The key characters from the game are
there and they all get to fight on screen. The environments in which
they do battle are at worst derivative and at best imaginative. The
story just about holds things together and gets you from one dust-up
to the next. The CGI is bad. Worse than Lost in Space bad. On a
par with The Lawnmower Man bad. But remember, Anderson isn't aiming for
35mm, he's aiming for 16bit.
The casting is patchy. Cary-Hiroyuki
Tagawa delivers his ever-reliable
scene-eating villainy, ill-fated potential action star Trevor Goddard
is good value despite his absurd British accent (all the more absurd
considering the guy is actually British) and Christopher Lambert
again forgets he's French, here playing a Chinese lightning-god.
Everyone else is okay, but nothing exceptional. Linden Ashby and
stunt double are fine as the charismatic Johnny Cage, yet why not hire
an equally charismatic martial arts star who, y'know, could actually
do the martial arts required? Surely Jeff Speakman wasn't busy? Remember Jeff
Speakman? No? Just me then...
The martial arts themselves are quite exciting all things considered.
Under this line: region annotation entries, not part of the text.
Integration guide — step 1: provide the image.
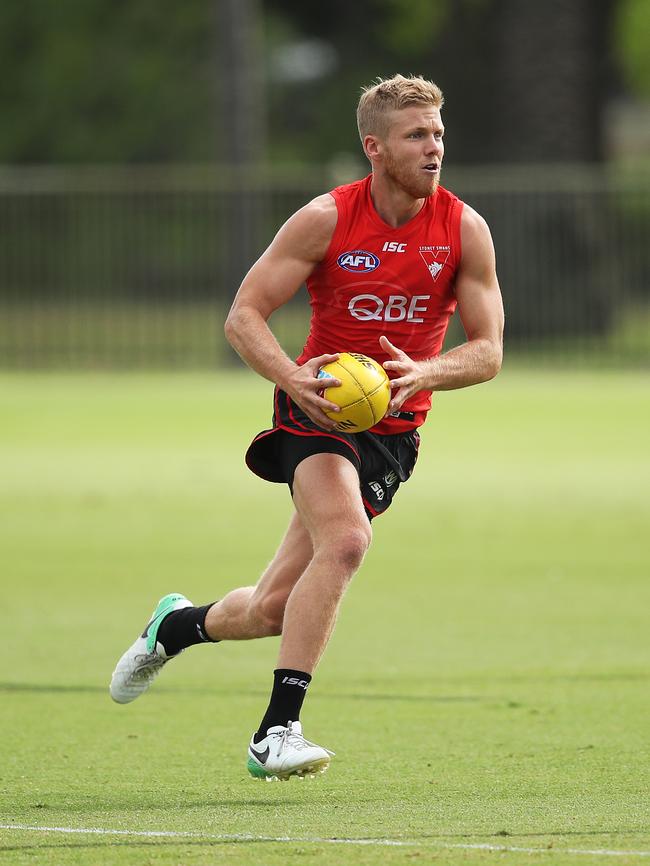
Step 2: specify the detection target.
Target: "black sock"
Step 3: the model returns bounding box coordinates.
[254,668,311,743]
[157,601,216,656]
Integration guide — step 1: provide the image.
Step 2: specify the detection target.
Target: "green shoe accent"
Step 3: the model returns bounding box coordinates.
[145,592,192,653]
[246,758,272,779]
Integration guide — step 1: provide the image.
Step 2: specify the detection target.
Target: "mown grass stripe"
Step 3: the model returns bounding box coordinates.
[0,824,650,857]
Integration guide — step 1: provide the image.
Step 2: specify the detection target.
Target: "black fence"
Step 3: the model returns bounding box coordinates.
[0,166,650,368]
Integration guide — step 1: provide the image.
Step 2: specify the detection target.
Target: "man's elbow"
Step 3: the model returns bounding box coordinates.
[223,304,246,349]
[485,342,503,382]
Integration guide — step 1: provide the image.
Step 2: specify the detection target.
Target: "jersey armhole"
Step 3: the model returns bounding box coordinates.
[449,198,465,297]
[451,198,464,270]
[321,189,346,264]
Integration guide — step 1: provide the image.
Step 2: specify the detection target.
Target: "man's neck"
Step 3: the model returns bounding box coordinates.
[370,175,426,228]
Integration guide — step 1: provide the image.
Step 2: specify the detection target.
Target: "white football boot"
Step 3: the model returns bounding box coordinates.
[110,592,192,704]
[248,722,334,782]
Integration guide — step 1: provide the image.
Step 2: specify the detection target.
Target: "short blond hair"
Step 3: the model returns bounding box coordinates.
[357,75,445,141]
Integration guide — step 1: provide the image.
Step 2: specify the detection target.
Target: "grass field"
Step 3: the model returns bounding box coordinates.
[0,369,650,866]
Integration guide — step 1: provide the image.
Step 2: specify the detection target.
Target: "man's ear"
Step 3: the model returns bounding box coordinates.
[363,135,383,162]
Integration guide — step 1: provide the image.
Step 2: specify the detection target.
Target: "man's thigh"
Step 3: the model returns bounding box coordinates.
[293,452,371,543]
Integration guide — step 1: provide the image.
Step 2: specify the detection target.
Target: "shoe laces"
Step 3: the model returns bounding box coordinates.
[275,722,334,755]
[133,653,167,679]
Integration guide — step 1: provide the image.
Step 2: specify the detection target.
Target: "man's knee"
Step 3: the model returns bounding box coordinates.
[250,592,288,637]
[317,524,372,577]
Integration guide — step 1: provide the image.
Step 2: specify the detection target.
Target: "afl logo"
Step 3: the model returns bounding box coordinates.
[336,250,379,274]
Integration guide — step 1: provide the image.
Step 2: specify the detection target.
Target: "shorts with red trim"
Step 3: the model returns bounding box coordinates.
[246,388,420,520]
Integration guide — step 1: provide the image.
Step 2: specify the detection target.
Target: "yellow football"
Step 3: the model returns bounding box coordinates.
[318,352,390,433]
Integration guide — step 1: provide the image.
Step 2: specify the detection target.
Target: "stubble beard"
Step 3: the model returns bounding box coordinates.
[384,152,440,198]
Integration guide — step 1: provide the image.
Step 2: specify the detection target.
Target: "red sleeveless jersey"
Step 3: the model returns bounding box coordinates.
[297,175,463,434]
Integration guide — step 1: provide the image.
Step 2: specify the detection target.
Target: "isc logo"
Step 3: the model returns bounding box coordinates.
[336,250,379,274]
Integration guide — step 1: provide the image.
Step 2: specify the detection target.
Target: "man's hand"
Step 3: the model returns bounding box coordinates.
[280,354,341,430]
[379,337,427,415]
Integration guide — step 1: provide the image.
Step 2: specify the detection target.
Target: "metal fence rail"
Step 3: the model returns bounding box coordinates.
[0,166,650,368]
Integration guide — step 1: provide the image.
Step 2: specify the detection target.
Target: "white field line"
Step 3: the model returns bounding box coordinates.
[0,824,650,857]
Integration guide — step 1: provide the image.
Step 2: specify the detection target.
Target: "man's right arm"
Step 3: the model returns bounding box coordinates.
[225,194,338,430]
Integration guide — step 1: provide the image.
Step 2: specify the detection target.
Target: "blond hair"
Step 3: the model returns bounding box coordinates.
[357,75,445,141]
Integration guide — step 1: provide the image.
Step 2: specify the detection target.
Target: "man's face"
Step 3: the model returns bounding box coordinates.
[378,105,445,198]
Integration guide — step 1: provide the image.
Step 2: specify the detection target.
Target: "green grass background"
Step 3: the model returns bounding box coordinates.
[0,368,650,866]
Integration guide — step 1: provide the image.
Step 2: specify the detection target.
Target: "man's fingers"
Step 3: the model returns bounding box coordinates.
[307,352,341,371]
[379,336,404,358]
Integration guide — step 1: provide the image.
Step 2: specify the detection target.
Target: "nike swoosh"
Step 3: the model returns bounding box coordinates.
[248,746,271,764]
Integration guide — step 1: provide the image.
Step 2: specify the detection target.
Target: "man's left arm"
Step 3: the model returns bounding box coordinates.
[380,205,504,413]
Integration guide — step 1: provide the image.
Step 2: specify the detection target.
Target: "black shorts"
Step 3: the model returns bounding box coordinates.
[246,388,420,520]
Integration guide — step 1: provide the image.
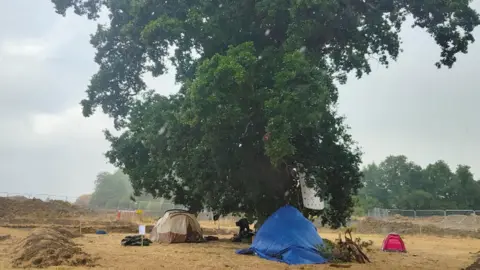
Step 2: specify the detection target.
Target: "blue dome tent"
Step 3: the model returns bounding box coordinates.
[237,206,327,264]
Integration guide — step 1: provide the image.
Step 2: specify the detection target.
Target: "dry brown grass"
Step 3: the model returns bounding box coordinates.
[0,224,480,270]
At the time this was released martial arts in
mainstream Western cinema consisted of, if you were lucky, Van Damme
slo-mo round housing Bolo Yeung seven times. But these fights, brief
as they are, are acrobatic and skilful and, for the casual
cinema-goer of the time, possibly their first exposure to proper
martial artists.
What is lost, however, is the ultra-violence. There are a couple of deaths and some horror conventions do creep in, but it is an ultimately bloodless affair. Yet we are not short-changed, oh no. For while Anderson steals hardcore violence away from us he compensates us with middle-of the-road, um... I want to say Techno?
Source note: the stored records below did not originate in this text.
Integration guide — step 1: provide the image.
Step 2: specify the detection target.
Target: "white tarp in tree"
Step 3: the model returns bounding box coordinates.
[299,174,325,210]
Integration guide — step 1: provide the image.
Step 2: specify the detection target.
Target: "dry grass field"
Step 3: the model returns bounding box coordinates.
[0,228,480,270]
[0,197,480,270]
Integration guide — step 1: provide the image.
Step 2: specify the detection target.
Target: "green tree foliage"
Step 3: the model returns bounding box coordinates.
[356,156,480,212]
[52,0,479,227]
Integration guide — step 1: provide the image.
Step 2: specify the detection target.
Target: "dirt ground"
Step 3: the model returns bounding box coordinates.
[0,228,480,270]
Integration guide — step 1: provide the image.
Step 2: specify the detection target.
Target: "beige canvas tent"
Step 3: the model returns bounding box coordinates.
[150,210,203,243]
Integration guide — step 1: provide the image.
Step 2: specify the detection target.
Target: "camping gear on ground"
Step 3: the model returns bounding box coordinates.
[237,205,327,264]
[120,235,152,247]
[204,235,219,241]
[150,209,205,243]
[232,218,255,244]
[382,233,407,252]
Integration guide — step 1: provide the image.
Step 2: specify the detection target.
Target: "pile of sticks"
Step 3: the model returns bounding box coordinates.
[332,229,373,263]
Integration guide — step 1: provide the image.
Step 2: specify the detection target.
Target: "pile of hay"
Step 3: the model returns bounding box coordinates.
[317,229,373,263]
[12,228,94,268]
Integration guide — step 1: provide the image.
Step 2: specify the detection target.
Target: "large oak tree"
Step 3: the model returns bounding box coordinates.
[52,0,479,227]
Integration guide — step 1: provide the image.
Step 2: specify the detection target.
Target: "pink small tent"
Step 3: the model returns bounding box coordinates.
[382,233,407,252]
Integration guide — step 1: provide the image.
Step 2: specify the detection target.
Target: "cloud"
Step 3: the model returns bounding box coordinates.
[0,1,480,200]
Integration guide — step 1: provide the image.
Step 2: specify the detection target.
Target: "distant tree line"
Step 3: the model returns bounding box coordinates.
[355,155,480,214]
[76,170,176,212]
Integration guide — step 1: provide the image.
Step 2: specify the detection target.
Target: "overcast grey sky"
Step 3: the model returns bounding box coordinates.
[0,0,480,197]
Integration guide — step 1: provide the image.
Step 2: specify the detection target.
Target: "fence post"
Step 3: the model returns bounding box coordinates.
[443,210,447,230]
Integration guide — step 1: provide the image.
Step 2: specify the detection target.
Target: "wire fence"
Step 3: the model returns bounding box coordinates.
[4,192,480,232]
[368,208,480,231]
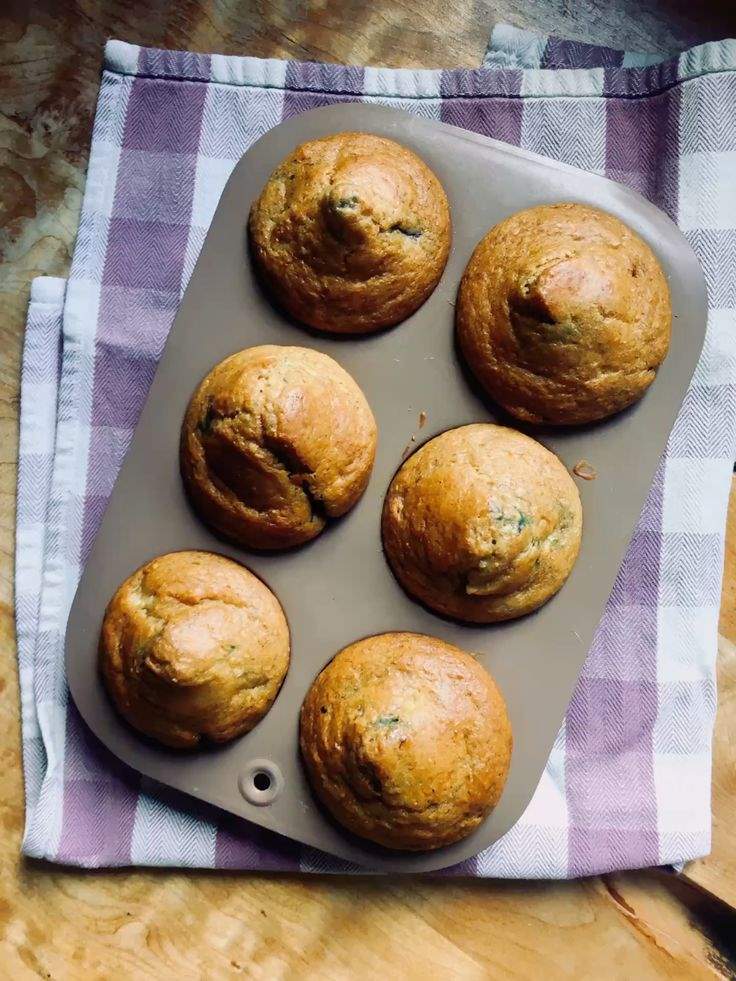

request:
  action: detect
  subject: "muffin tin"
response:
[66,103,706,872]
Whatever it is, it should be an entirely
inappropriate theme for an epic fantasy set against a conflict twixt Eastern
gods and demons. Yet it has a relentless energy and cheer that is
kind of endearing, much like the film.
Mortal Kombat is appalling,
obviously, and should piss me off no-end. But it is aiming so low it
cannot help but succeed. It's like an infant's first drawing; yes
it's basically scribble, but meets expectation and is kind-of cute.
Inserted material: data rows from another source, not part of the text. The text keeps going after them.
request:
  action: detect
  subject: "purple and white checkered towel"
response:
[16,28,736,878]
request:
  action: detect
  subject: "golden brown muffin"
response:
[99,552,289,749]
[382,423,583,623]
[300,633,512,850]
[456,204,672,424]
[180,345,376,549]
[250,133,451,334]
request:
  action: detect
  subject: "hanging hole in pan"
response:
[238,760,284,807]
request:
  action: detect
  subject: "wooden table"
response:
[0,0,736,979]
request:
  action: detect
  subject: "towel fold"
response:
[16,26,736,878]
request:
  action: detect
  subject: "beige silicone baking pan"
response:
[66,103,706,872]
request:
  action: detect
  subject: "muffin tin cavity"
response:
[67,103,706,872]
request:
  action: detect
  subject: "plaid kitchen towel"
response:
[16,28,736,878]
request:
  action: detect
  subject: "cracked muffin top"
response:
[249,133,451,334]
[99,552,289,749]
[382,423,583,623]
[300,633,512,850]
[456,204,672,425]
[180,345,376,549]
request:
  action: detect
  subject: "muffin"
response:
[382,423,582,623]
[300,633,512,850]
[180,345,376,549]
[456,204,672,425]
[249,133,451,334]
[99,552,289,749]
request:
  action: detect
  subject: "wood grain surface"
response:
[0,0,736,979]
Mortal Kombat: Annihilation (John
R. Leonetti, 1997) carries on directly from the first
(narratively speaking). Narrative, however, is not of interest here.
Nor writing, nor acting. The budget takes a hit and as a result so do the visual effects. Not even Lambert returns. Ashby didn't
even return. So what do you do get?
Ninjas, robot ninjas, a man with robotic arms, a centaur, a native american werewolf, mud-wrestling, James Remar as a Chinese god, our protagonist and antagonist turning into giant dragons, a four-armed woman, people wearing just enough clothing for it not to be pornography, a toothy monster with swords for arms, this exchange:
...the list literally stops there.
If you know the game none of this is a
surprise, but viewing it without prior knowledge must make the films
seem so brilliantly random. I urge you to forget this was based on a
series of video games and rather imagine these are ingredients someone
actually thought would make for a good film, it is so much more fun that
way.
The film even manages competence at
times. Even, dare I say, moments that are quite good. The fights
are significantly improved.
The above fight is favourite of mine as it ticks so many boxes for me. It's a little bit ninja, little bit superhero, little bit Temple of Doom. And that is a cool set. The wonderful mess that is Mortal Kombat: Annihilation is peppered with kind-of cool moments like this showing that the creative minds behind it where using the lack of narrative as a strength, whizzing us from absurd moment to baffling happenstance.
The first Mortal Kombat is like
a horribly catchy tune. It isn't good and you know it, but it has
enough to hook onto your brain and is somewhat endearing as a result. Mortal
Kombat: Annihilation is the dubstep remix of that same song. You may wonder what the hell they were thinking and that it sounds kind of cheap, yet that doesn't mean you can't admire the imagination and insanity of it all.